9.7.Met betrekking tot de vraag of er al dan niet sprake is van aangrenzendheid is de voorzieningenrechter van oordeel dat deze principiële vraag zich niet leent voor beantwoording in een procedure als de onderhavige. Ondanks dat deze vraag dan ook thans onbeantwoord zal blijven en de kans bestaat dat in beroep geoordeeld kan worden dat er geen sprake is van aangrenzendheid, ziet de voorzieningenrechter toch geen aanleiding om het verzoek om voorlopige voorziening toe te wijzen. Daarvoor vindt de voorzieningenrechter relevant dat niet uitgesloten kan worden geacht dat het door verweerder ingenomen standpunt in beroep wel zal worden bevestigd. Voorts heeft de voorzieningenrechter van belang geacht dat niet uitgesloten kan worden geacht dat ook op basis van de door verweerder in het verweerschrift genoemde en ter zitting nader toegelichte alternatieve grondslag de toepassing van baggerspecie op de in geding zijnde locatie mogelijk zal zijn.
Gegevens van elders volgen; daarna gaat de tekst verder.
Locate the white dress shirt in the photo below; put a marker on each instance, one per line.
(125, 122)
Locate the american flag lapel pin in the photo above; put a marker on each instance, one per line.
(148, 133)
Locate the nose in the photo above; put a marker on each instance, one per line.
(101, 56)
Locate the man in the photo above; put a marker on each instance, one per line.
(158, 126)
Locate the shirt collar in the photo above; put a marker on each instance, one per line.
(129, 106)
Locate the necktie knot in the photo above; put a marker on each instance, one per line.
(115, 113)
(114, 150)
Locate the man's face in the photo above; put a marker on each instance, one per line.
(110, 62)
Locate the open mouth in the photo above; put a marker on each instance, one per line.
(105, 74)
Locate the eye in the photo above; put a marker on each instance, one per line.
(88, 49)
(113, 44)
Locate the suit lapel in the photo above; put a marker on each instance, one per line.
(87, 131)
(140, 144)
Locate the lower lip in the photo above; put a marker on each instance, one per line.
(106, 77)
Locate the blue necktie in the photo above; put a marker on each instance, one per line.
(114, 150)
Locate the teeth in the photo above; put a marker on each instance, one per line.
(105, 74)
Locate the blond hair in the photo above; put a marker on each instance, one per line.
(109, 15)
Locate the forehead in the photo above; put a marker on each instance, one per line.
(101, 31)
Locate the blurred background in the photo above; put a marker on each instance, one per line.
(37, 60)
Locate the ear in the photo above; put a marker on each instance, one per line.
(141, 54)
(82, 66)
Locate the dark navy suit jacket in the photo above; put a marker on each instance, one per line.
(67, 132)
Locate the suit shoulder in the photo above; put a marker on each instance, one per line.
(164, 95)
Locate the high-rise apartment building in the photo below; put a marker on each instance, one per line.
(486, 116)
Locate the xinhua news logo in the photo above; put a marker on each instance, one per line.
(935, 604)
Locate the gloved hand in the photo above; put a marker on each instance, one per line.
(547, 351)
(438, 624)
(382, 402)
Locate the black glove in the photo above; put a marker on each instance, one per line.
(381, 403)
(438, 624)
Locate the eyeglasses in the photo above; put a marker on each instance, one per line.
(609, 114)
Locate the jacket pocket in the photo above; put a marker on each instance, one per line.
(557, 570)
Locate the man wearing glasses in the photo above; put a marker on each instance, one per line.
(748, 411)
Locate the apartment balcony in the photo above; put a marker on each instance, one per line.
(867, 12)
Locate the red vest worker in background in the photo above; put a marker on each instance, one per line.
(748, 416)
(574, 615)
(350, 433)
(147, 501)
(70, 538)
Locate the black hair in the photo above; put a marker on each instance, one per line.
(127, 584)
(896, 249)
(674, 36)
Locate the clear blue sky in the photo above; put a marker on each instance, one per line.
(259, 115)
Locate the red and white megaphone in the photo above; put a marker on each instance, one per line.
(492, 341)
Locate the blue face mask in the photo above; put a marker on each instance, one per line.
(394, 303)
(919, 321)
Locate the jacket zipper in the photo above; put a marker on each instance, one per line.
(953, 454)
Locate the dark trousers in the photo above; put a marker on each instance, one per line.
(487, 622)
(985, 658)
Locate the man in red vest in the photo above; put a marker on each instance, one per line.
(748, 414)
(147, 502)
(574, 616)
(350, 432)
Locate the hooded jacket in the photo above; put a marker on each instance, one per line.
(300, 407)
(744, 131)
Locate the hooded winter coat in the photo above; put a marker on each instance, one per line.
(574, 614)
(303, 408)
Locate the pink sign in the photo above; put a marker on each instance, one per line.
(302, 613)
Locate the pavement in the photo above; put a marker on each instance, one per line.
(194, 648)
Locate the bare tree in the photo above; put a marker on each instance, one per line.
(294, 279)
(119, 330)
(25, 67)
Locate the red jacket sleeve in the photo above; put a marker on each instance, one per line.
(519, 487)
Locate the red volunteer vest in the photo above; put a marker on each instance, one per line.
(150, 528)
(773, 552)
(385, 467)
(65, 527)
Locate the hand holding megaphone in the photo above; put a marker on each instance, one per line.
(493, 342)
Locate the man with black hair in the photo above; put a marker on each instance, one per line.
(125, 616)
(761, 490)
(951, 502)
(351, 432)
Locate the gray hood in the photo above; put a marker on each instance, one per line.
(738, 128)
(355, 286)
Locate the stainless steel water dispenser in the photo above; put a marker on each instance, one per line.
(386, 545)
De voorzieningenrechter accepteert dat bij de huidige stand van zaken verweerder thans volstaat met de enkele verwijzing naar de alternatieve grondslag. De voorzieningenrechter heeft voorts van belang geacht dat de eventuele overlast die verzoekers stellen te zullen ondervinden, te weten vrees voor overlast van stank, insecten, ongedierte, onkruid en geluidhinder, door hen niet is onderbouwd. Zij baseren zich op aannames en zijn bijvoorbeeld niet gaan kijken bij andere depots. Belanghebbende heeft de door verzoekers gestelde overlast op basis van zijn ervaring weersproken. De voorzieningenrechter acht voorts relevant dat het depot, zoals is toegezegd, tot uiterlijk 1 juli 2014 aanwezig zal zijn en dat daarmee de gestelde eventuele overlast van tijdelijke aard zal zijn.
9.8.Bij de afweging van de in geding zijnde belangen is de voorzieningenrechter vooralsnog van oordeel dat het belang dat gepaard gaat met het baggeren van de watergang en de tijdelijke toepassing van baggerspecie op de in geding zijnde locatie zwaarder dient te wegen dan het belang van verzoekers.
De voorzieningenrechter ziet dan ook geen aanleiding om het verzoek om voorlopige voorziening toe te wijzen wegens eventuele strijd van de werkzaamheden met artikel 10.2 van de Wet milieubeheer.